Ben walked around the orrery now, frowning. "Why, there's another," he muttered,
"and another. And there, between Jupiter and Mars, a whole belt of them."
"Actually, those seem different," Vasilisa remarked, stepping in toward Mars. "See,
these have more circular orbits, like the planets. The comets and black comets stream in elliptically."
"Black comets?"
"They do not develop tails of flame as comets do." She dimpled. "They cannot be seen
through a telescope."
Ben gestured vaguely around him. "Then how-" he began.
"A new device," she said. "You will not have heard of it. But these comets are the least
of things. Much more major additions will have to be made to the orrery than that!"

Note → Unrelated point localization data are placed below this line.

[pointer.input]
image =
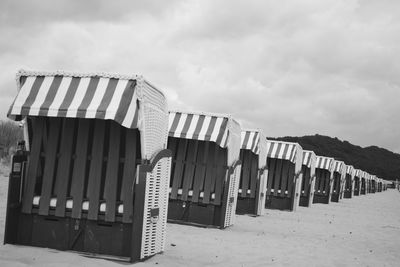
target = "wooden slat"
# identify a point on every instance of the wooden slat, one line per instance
(200, 170)
(79, 169)
(271, 174)
(129, 173)
(246, 165)
(63, 170)
(189, 169)
(210, 173)
(291, 179)
(95, 172)
(253, 175)
(220, 174)
(111, 181)
(285, 177)
(327, 183)
(278, 176)
(178, 170)
(33, 164)
(49, 165)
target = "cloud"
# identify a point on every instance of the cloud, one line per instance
(290, 68)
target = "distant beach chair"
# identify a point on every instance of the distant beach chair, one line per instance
(254, 173)
(284, 175)
(357, 182)
(96, 177)
(206, 168)
(308, 181)
(349, 182)
(339, 174)
(324, 179)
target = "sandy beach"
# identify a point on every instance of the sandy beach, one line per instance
(362, 231)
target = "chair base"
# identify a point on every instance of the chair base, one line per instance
(324, 199)
(279, 203)
(81, 235)
(335, 197)
(304, 201)
(347, 195)
(246, 206)
(194, 213)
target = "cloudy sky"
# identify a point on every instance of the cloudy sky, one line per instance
(288, 67)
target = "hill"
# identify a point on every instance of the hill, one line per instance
(375, 160)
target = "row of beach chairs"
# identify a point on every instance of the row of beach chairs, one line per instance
(104, 165)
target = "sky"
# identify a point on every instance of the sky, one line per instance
(289, 67)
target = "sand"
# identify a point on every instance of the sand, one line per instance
(362, 231)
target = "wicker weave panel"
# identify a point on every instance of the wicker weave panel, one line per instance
(232, 193)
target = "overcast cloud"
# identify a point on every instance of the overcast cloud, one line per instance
(289, 67)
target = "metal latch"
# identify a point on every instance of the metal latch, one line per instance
(154, 214)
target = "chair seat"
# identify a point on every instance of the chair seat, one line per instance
(248, 191)
(190, 193)
(279, 191)
(70, 203)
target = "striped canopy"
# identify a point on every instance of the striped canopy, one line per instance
(338, 166)
(282, 150)
(350, 169)
(250, 140)
(60, 94)
(199, 126)
(325, 163)
(307, 155)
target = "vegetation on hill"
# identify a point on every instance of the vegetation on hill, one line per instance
(374, 160)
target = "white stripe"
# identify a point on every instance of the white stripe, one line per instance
(22, 95)
(130, 114)
(41, 95)
(181, 123)
(79, 95)
(97, 97)
(113, 106)
(242, 136)
(224, 137)
(217, 128)
(60, 95)
(283, 146)
(192, 127)
(204, 128)
(274, 148)
(171, 118)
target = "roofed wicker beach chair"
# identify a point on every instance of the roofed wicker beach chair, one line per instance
(349, 182)
(284, 175)
(308, 182)
(95, 177)
(324, 179)
(357, 182)
(339, 175)
(254, 173)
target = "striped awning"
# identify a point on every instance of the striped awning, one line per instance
(325, 163)
(338, 166)
(72, 95)
(199, 126)
(282, 150)
(250, 140)
(350, 169)
(307, 155)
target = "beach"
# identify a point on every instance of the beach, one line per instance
(361, 231)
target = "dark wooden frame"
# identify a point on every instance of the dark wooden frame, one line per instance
(199, 166)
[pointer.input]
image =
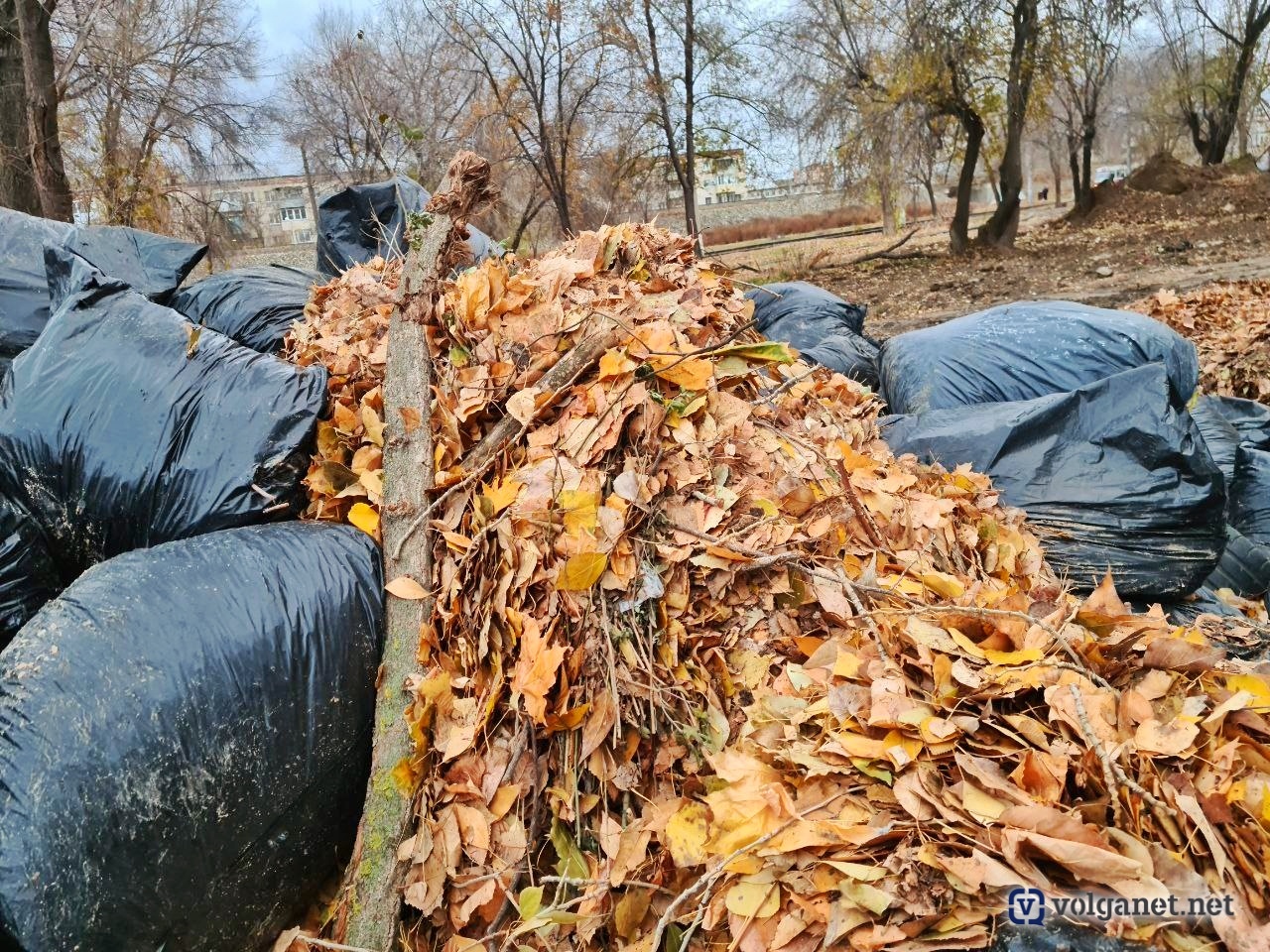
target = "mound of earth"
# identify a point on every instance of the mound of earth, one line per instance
(1165, 175)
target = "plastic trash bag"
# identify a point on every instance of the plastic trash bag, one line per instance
(1025, 350)
(1250, 494)
(1243, 567)
(186, 739)
(1248, 417)
(1219, 434)
(1110, 475)
(804, 312)
(821, 325)
(363, 221)
(117, 431)
(151, 264)
(254, 306)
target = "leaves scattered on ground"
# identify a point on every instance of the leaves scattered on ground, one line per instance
(710, 665)
(1229, 325)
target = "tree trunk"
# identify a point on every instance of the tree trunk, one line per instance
(690, 146)
(1056, 169)
(17, 177)
(309, 184)
(1074, 163)
(959, 236)
(44, 136)
(375, 878)
(1003, 225)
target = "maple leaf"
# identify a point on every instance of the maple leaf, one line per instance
(536, 666)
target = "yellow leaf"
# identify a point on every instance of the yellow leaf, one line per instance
(502, 493)
(581, 571)
(686, 835)
(754, 896)
(686, 372)
(943, 584)
(536, 665)
(372, 424)
(580, 509)
(867, 896)
(1254, 684)
(1007, 657)
(405, 587)
(365, 518)
(615, 363)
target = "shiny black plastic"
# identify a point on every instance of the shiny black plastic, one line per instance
(1110, 475)
(116, 433)
(151, 264)
(821, 325)
(254, 306)
(1250, 494)
(363, 221)
(185, 740)
(1025, 350)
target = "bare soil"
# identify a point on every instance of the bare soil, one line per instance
(1203, 225)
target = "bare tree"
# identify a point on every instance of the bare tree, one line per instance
(154, 85)
(1025, 33)
(1211, 48)
(858, 56)
(693, 62)
(44, 136)
(544, 66)
(377, 94)
(1088, 36)
(17, 176)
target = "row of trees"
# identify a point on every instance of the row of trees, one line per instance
(590, 105)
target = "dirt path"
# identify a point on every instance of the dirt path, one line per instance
(1134, 244)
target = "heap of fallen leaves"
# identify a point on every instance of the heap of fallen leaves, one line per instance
(711, 666)
(1229, 325)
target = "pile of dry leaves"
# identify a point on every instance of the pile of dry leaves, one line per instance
(1229, 324)
(710, 666)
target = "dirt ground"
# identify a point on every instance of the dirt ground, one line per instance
(1138, 239)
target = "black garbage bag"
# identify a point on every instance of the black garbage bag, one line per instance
(1025, 350)
(1219, 434)
(1250, 419)
(1250, 494)
(1243, 567)
(1060, 936)
(255, 306)
(1203, 601)
(821, 325)
(1111, 475)
(116, 435)
(803, 312)
(186, 739)
(151, 264)
(363, 221)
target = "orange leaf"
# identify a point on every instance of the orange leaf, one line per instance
(405, 587)
(536, 667)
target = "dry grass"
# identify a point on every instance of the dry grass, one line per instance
(792, 225)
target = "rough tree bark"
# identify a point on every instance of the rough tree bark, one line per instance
(375, 878)
(959, 229)
(1003, 223)
(44, 137)
(373, 881)
(17, 177)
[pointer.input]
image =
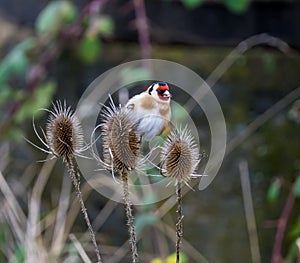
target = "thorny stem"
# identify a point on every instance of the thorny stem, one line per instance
(74, 173)
(128, 210)
(276, 254)
(179, 225)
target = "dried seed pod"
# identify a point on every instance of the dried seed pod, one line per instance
(180, 156)
(121, 142)
(64, 134)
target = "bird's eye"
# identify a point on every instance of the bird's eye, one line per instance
(161, 92)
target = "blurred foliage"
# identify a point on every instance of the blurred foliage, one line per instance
(56, 15)
(24, 83)
(234, 6)
(171, 259)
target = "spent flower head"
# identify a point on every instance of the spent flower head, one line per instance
(64, 134)
(121, 142)
(179, 156)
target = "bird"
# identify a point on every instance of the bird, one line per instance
(152, 110)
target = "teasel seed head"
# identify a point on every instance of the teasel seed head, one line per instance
(179, 156)
(121, 142)
(64, 134)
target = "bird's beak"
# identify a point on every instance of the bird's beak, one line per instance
(167, 94)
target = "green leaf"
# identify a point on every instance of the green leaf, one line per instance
(89, 49)
(237, 6)
(144, 220)
(55, 15)
(41, 98)
(297, 187)
(106, 25)
(172, 258)
(295, 230)
(130, 74)
(273, 191)
(16, 61)
(191, 4)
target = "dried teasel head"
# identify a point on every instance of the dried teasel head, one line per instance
(179, 156)
(121, 142)
(64, 134)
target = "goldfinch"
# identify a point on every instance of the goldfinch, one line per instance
(152, 110)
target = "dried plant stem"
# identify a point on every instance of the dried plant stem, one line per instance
(74, 173)
(128, 210)
(281, 227)
(179, 225)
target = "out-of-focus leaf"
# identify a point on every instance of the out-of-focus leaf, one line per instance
(294, 112)
(106, 25)
(144, 220)
(273, 191)
(89, 49)
(130, 74)
(157, 260)
(192, 3)
(293, 253)
(16, 61)
(103, 25)
(297, 187)
(40, 99)
(55, 15)
(237, 6)
(172, 258)
(295, 229)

"What? What are you saying?"
"Too much," Vasilisa said. "I should wait for Mr. Maclaurin to explain all this to you. I
have been a bit impertinent, I'm afraid."

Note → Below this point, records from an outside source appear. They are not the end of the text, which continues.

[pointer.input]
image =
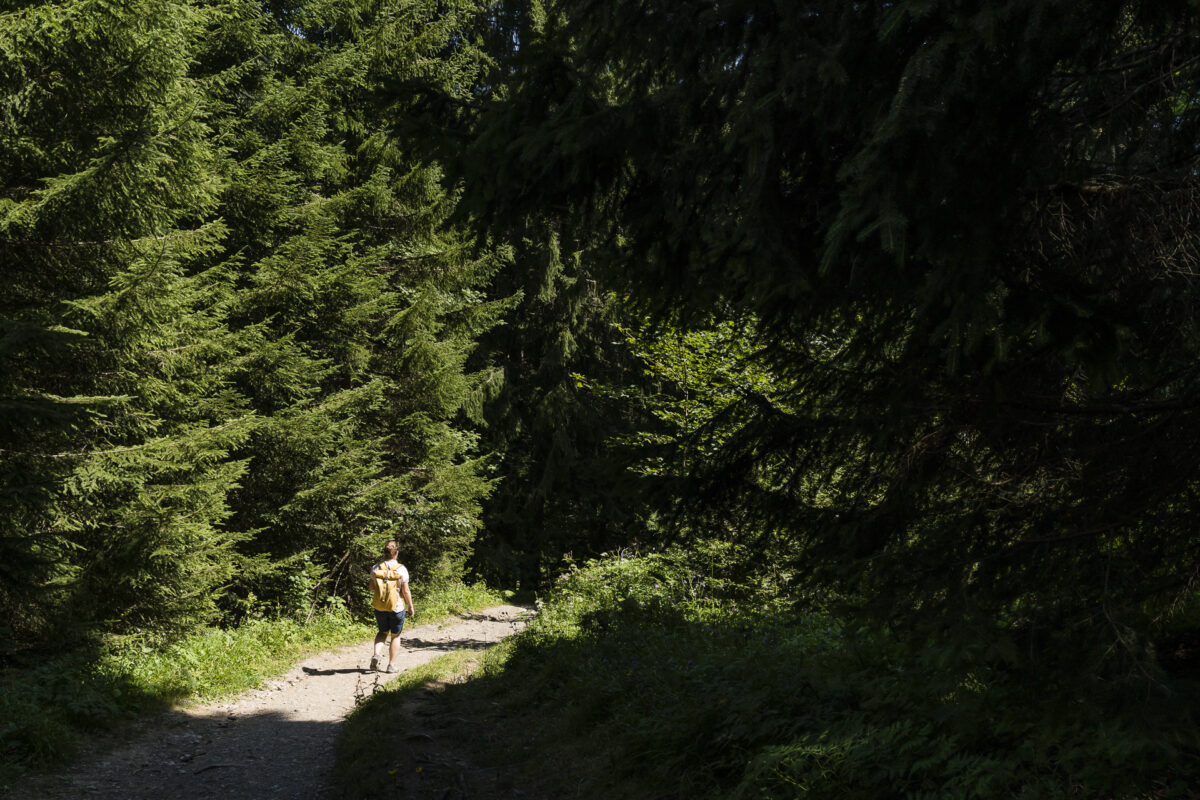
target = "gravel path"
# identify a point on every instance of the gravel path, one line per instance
(276, 741)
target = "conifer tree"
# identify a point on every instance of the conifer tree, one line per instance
(361, 301)
(965, 232)
(118, 422)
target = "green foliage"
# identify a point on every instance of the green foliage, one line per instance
(238, 324)
(49, 707)
(563, 487)
(963, 234)
(711, 690)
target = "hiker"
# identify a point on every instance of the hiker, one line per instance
(389, 585)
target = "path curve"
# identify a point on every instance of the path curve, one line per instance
(276, 741)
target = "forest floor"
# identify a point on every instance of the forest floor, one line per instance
(276, 741)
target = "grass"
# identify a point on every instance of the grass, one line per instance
(639, 680)
(49, 707)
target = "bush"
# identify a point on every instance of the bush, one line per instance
(678, 675)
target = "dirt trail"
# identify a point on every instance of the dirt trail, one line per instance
(276, 741)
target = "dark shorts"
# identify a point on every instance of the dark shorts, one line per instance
(390, 621)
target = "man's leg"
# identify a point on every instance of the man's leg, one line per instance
(381, 637)
(394, 649)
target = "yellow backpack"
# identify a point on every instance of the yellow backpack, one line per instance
(385, 588)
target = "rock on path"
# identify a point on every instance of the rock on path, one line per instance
(276, 741)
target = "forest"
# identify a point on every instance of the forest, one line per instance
(834, 362)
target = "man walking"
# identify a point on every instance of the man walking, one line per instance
(389, 587)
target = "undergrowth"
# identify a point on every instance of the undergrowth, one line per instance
(665, 677)
(48, 705)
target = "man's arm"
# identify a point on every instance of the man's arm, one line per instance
(408, 599)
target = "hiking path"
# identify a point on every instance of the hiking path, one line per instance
(275, 741)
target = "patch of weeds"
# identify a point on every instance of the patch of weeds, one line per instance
(46, 708)
(631, 685)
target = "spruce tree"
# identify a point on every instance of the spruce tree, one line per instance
(118, 422)
(965, 232)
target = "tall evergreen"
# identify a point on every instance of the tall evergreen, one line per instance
(563, 487)
(965, 230)
(237, 323)
(361, 301)
(118, 421)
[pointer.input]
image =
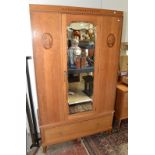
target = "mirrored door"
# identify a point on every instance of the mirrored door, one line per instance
(81, 38)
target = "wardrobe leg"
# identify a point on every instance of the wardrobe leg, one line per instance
(44, 149)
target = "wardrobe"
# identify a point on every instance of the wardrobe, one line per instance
(52, 29)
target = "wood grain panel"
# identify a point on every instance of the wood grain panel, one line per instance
(48, 67)
(107, 61)
(75, 130)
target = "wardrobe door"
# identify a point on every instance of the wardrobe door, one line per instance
(46, 32)
(107, 62)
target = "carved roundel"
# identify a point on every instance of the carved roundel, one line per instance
(47, 40)
(111, 40)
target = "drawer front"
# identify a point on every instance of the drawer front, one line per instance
(75, 130)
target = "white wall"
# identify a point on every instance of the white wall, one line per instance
(121, 5)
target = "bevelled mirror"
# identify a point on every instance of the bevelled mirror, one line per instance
(81, 56)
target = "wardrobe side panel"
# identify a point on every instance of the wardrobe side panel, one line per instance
(46, 33)
(107, 61)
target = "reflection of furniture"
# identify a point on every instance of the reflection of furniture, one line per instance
(121, 105)
(49, 27)
(80, 70)
(88, 84)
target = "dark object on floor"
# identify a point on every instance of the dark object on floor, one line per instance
(30, 110)
(81, 107)
(88, 84)
(67, 148)
(73, 77)
(115, 143)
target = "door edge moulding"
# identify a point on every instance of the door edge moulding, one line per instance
(74, 10)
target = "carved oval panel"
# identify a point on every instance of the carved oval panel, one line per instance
(111, 40)
(47, 40)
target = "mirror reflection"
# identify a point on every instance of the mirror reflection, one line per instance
(81, 52)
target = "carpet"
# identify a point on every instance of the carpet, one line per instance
(104, 143)
(67, 148)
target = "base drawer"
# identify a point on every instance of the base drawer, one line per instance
(69, 131)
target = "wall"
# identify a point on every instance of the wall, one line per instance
(121, 5)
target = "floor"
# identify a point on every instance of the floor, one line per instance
(106, 142)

"Well, finish explaining about the uses of this," Ben pursued stubbornly.
Vasilisa nodded. "I don't see the harm in that," she admitted. "As you probably know,
each heavenly body has some small effect on every other. The gravity of Jupiter bends slightly the orbit of Mars, and so on. The motion of no one planet can be calculated without reference to another."
"Yes, that I understand," Ben said.
"Well, then, taking into account everything we know, we make this orrery and set it running, and we find that in a short time it deviates from reality. Do you see what that means?"
"It means that there are unseen bodies amongst the seen," Ben replied. When Vasilisa
beamed at his answer, he felt a surge of satisfaction.
"Of course. So we try to account for them by adding things. We can test our hypothesis here until we have a model of the solar system that runs precisely correctly. Then we shall know we have it right."
"But you imply that you have some other way of detecting these unseen bodies."
"I did, didn't I?" Vasilisa grinned. "But you have dragged enough from me today. Let us
retire to a sitting room and have some chocolate. It will be our secret that I showed you this in advance."